In the midst of this confusing scene, there are 5 major political forces in the country. The current governing party is the Awami League (AL), which is center/center-left. The Bangladesh Nationalist Party (BNP) and its allies form the right-of-center to conservative grouping in Bangladesh.The extreme right or left, while not supported by a large fraction of the populace, are typified by having very dedicated followers. To the left are the pro-Soviet Bangladesh Communist Party, factions of the Jatiyo Samajtantrik Dal, and other socialist groups advocating revolutionary change. To the right is a group of Islamist parties, including Jamaat e Islami and Islami Oikyo Jote, who calls for an increased role for Islam in public life. The fifth major party is the party founded by ex-military ruler General Ershad, the Jatiyo Party (JP) is ideologically not too different from the AL or the BNP but operates independently.
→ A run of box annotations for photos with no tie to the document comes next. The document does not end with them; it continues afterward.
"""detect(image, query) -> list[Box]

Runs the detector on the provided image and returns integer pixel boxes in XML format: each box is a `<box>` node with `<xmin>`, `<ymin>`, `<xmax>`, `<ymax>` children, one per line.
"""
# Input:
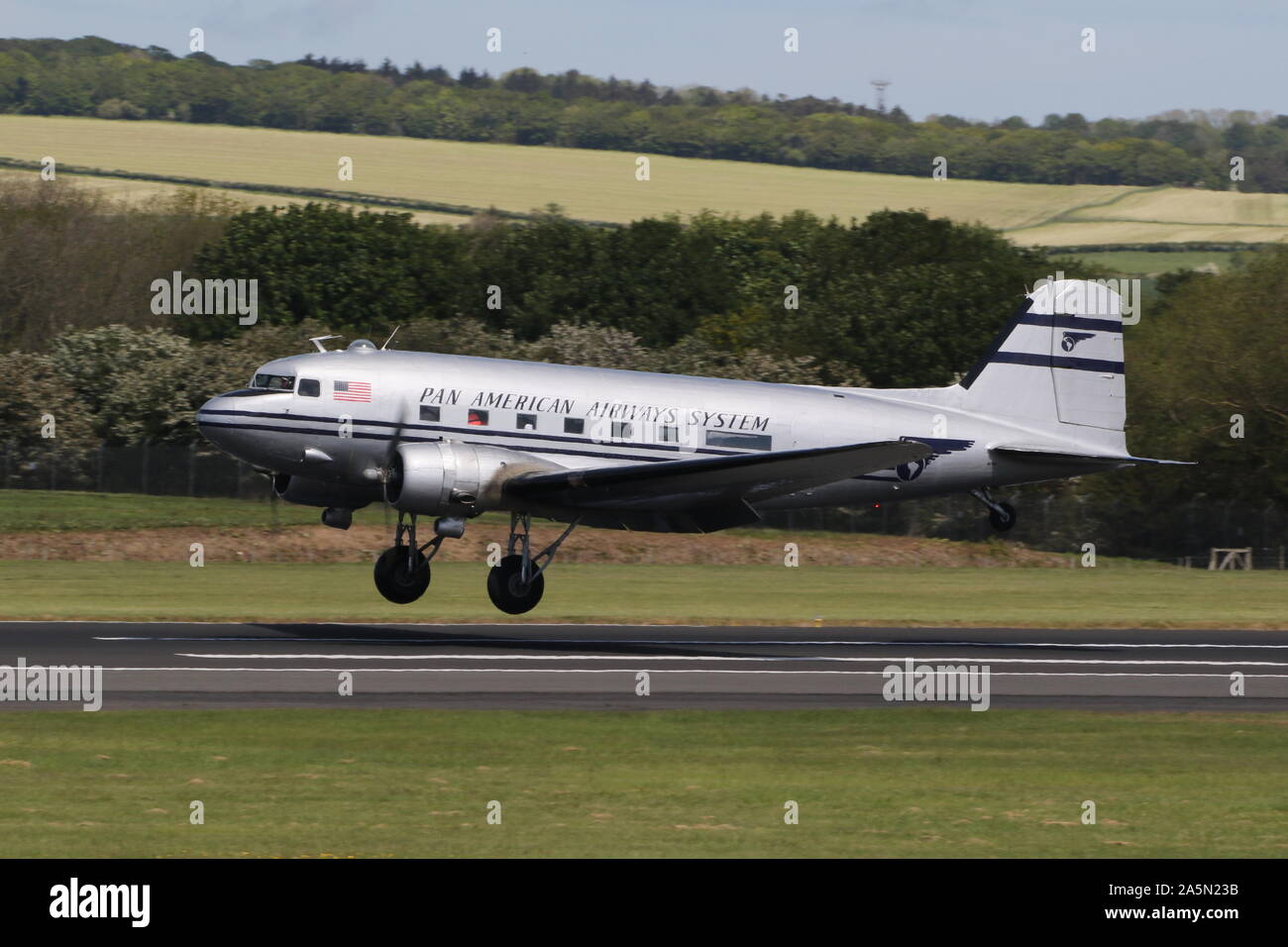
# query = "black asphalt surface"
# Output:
<box><xmin>0</xmin><ymin>621</ymin><xmax>1288</xmax><ymax>711</ymax></box>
There is a singular lack of tolerance in the political system where the major opposition parties are often at violent loggerheads. While Bangladesh is a parliamentary democracy with reasonably free and fair elections, opposition to government policies is often displayed through violent demonstrations and enforced strikes (hartals). This is irrespective of which party is in power. In recent years the major opposition parties have boycotted parliamentary sessions.
Trade-unions and student wings mirror the political inclinations of the parent parties. Activities are more confrontational than positive. While real students often led the major political movements in Bangladesh including the Language Movement and the drive towards independence, student politics today is more dictated by non-students used as political fodder by there elder paymasters – including extortion, land-grabbing, attacking the media and violently opposing dissenting views
The party in power usually takes advantage of state resources to suppress opposition activities. Opposition to ruling government policies are often portrayed as anti-state treasonable activities and the state police machinery is used to make politically motivated arrests and repression of opposition members.
Local representative government is not well developed in many rural areas, but holds great potential. The local government, or Union Parishads, hold elections for their chair and membership. Each Union Parishad covers between 15 to 20 villages, encompassing around 25,000 people. In many cases, the Union Parishads have been unable to challenge the domination of central government, and are not democratically accountable.